By the end of the codesprint, Williams had guided participants to complete one app focused on the differences between Government’s expected receipts and companies’ reported payments. Participants committed to completing several other apps, all of which aim to make it easier for the average citizen to track how the country manages its natural resource wealth. Among the coders was Nigel Henry, founder and lead analyst of Solution By Simulation.
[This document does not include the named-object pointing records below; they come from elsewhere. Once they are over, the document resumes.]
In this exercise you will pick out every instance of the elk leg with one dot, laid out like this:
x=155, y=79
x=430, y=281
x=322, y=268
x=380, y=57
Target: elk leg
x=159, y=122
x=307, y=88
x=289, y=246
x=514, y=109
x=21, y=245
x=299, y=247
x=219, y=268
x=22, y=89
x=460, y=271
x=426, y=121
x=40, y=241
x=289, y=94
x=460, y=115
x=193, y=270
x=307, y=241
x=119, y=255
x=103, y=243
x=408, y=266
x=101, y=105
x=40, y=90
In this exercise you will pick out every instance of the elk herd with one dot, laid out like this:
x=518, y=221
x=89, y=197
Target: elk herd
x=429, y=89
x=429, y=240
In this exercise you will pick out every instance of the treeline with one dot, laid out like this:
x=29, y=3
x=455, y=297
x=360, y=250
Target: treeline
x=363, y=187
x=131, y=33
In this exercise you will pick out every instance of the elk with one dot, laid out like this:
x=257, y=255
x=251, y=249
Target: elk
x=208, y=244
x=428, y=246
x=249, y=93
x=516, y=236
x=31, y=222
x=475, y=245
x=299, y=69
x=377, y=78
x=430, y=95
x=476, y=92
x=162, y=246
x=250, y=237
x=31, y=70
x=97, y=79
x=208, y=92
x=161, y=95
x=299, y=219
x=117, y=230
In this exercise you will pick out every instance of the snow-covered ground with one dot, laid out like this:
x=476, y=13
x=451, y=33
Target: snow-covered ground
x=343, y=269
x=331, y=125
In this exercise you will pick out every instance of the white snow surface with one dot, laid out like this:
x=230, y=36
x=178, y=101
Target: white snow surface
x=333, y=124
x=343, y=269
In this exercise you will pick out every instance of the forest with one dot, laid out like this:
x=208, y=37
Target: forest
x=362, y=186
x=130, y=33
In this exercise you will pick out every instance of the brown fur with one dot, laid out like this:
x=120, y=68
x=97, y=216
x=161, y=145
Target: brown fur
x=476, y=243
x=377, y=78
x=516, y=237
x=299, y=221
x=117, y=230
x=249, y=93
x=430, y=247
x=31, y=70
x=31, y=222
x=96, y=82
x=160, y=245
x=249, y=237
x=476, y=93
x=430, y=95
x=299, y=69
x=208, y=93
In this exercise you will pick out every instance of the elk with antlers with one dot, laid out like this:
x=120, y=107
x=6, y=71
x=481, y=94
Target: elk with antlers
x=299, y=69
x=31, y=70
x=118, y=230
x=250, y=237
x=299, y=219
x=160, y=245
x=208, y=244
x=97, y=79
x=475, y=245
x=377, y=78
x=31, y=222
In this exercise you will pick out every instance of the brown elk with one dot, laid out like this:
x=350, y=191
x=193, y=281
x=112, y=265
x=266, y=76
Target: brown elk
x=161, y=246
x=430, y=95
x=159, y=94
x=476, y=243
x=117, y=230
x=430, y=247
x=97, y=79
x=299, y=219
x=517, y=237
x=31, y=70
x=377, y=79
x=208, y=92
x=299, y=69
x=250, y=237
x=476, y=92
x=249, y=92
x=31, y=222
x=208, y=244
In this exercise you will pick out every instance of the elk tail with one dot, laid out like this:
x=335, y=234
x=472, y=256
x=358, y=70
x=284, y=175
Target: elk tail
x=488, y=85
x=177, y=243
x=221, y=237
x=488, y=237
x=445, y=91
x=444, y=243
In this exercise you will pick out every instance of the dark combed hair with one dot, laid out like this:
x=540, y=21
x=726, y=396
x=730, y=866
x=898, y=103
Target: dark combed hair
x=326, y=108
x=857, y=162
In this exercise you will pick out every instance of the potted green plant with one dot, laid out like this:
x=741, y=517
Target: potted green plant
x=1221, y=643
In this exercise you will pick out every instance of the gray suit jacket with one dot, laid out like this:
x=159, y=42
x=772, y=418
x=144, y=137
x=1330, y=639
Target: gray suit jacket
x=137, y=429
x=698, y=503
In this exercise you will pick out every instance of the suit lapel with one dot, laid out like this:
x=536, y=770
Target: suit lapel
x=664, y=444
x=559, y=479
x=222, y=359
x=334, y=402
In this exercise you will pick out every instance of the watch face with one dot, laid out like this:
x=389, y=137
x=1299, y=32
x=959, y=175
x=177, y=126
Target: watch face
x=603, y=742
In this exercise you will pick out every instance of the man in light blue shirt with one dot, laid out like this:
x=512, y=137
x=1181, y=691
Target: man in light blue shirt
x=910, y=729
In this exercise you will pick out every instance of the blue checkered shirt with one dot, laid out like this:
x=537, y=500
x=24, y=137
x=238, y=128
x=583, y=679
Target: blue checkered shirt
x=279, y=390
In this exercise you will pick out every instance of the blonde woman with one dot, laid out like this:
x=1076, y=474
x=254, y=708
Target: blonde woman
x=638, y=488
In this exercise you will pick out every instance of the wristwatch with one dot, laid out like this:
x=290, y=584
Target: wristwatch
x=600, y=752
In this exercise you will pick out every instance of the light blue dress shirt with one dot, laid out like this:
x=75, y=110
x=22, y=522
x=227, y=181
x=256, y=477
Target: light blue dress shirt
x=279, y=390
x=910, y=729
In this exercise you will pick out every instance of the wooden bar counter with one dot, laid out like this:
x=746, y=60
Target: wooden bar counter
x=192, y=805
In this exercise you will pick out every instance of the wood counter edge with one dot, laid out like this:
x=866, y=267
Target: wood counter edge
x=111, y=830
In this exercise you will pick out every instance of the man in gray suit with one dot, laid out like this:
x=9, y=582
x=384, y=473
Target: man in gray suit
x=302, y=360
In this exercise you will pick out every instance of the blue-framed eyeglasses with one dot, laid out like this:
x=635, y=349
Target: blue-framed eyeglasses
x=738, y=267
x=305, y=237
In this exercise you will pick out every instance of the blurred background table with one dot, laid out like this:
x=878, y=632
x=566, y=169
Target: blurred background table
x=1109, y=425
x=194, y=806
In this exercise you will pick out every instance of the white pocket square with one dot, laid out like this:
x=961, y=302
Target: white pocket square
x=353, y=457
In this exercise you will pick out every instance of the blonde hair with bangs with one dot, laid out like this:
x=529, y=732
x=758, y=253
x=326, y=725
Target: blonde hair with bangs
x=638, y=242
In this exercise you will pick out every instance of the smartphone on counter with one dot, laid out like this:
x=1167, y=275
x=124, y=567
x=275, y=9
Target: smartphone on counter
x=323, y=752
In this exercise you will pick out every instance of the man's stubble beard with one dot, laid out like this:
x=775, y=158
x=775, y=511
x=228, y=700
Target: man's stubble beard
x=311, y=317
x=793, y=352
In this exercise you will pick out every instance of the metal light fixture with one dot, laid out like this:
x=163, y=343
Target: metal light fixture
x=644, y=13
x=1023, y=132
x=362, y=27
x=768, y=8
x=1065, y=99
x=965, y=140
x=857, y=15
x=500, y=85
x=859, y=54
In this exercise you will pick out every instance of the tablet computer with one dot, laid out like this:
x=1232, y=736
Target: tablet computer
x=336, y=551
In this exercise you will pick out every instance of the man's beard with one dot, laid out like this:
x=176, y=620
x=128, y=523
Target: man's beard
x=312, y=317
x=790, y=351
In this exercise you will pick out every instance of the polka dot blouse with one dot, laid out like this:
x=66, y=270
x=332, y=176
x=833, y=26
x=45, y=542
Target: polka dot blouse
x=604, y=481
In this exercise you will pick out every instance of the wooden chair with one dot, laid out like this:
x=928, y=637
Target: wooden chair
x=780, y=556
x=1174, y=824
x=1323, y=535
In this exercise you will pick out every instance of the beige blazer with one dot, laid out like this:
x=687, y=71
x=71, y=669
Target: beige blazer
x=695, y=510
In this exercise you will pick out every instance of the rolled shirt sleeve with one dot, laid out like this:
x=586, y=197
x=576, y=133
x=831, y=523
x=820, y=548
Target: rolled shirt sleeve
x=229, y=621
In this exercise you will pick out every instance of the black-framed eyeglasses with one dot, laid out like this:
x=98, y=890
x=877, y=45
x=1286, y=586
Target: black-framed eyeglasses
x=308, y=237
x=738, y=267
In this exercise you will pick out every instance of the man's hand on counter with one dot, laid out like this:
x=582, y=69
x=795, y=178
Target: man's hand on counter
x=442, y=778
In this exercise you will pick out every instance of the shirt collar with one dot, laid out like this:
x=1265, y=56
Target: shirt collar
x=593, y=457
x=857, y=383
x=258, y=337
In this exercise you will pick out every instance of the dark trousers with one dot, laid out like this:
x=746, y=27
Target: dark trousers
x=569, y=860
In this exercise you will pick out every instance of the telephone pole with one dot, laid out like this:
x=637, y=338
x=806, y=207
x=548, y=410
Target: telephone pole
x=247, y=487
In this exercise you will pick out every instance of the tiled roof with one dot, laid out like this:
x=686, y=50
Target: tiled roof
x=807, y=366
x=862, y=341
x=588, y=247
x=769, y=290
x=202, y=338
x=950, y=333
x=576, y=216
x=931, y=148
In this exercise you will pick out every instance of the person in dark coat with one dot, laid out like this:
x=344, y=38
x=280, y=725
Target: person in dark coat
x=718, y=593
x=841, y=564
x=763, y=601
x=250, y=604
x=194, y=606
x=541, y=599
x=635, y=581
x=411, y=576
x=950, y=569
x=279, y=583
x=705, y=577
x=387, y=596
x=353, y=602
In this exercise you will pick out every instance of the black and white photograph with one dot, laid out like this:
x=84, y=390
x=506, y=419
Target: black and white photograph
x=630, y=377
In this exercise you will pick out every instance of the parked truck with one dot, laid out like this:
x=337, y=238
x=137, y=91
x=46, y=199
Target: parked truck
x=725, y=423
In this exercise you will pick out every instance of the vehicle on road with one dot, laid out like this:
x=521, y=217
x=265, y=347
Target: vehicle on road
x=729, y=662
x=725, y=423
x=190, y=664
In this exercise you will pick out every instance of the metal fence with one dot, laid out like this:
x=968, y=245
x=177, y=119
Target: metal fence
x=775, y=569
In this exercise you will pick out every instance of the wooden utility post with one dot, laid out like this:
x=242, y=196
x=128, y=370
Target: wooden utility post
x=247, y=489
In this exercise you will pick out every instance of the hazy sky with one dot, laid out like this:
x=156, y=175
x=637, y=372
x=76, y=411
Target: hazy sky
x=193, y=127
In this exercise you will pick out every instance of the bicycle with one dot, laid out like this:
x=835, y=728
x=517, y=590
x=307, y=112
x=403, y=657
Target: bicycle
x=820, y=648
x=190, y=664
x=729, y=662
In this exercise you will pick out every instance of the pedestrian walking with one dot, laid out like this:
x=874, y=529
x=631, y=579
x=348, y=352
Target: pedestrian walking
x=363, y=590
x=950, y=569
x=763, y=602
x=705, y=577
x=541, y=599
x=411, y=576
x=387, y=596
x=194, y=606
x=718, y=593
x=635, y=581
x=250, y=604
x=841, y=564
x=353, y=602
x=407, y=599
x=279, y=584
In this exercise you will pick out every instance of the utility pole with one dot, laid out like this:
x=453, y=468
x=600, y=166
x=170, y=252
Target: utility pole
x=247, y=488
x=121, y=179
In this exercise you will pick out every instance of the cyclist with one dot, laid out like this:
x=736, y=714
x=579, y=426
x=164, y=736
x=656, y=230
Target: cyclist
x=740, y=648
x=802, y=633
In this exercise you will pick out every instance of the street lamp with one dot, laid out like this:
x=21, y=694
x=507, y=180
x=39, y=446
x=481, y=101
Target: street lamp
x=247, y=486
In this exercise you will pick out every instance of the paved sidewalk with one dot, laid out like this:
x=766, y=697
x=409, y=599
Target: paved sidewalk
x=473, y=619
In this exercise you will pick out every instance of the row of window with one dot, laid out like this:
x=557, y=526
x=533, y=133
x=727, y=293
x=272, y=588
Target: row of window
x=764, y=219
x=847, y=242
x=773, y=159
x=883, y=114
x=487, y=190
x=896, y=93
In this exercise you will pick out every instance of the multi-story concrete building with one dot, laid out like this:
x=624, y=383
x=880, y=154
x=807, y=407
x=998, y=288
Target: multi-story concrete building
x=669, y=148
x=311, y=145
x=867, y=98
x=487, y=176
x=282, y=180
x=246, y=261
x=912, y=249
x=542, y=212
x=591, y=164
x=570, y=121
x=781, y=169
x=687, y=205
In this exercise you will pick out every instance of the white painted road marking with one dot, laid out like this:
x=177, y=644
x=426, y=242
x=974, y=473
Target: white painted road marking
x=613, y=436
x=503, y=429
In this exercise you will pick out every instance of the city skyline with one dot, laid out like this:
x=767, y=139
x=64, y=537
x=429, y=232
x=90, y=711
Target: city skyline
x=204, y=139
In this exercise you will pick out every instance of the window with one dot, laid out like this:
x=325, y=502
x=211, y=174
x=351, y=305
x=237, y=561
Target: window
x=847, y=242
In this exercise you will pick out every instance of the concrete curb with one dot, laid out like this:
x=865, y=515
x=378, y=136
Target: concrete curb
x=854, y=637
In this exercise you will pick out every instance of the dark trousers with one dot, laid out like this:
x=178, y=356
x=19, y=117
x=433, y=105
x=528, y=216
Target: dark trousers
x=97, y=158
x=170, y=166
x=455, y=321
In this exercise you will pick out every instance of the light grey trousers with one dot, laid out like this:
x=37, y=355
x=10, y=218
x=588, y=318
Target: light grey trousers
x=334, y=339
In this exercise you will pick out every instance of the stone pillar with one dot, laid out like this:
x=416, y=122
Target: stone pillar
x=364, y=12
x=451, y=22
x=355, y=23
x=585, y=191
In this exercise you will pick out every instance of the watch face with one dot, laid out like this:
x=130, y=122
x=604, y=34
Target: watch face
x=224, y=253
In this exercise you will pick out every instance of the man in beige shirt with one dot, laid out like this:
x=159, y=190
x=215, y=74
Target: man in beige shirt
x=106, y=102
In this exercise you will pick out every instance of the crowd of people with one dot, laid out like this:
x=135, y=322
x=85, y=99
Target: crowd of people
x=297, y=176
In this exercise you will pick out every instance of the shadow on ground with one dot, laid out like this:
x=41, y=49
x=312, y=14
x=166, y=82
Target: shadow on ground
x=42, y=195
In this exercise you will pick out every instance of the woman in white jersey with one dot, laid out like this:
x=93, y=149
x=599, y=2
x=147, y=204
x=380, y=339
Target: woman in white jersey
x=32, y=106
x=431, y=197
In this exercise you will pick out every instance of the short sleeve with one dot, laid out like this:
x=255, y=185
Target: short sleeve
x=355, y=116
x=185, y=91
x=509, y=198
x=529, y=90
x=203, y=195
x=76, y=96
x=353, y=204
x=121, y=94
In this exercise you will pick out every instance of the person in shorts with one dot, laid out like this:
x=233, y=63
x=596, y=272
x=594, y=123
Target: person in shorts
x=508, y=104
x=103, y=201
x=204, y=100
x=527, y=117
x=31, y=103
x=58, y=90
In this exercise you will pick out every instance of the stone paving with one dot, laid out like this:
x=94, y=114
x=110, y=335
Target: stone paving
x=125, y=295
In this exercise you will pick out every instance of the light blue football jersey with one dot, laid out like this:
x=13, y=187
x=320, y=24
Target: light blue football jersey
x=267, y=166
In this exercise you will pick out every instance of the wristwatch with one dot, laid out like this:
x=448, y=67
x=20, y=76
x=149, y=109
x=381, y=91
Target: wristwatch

“The workshop opened my eyes to the fact that software development is a necessary link between data collection and public data analysis. I realise now that people who call themselves data scientists can and should play a part in creating mobile and desktop apps that allow interested persons who are not professional data analysts to manipulate data in useful ways,” Henry said. Henry said he previously wrote code as “just a personal hobby” but he now sees it as “a professional responsibility to contribute to national development.”

Follow the money “The concept of open data is totally in step with the essential mandate and core vision of EITI,” said Regis. “Following the data is following the money.” Regis described the open data workshop as the next logical step in TTEITI’s ongoing central mission to make information about wealth distribution more easily and permanently accessible to the entire population.

“People aren’t generally interested in reading about revenue figures. So they may not read our 70-page report or even the 12-page summary, but using the TTEITI app they can still get answers to specific questions about the country’s wealth.” T&T was the first country to release a mobile app as part of the publication of the internationally accessible report. Copies of the report can be downloaded via app, in the Google Play store.

The workshop took place Thursday at Kapok Hotel, Port of Spain. Presenters included Gerard Best, Guardian new media editor, Keisha Thomas, a UK-based open data researcher, and Dr Patrick Hosein and Dr Kim Mallalieu, both of The UWI St Augustine. TTEITI plans to hold several similar events in 2014.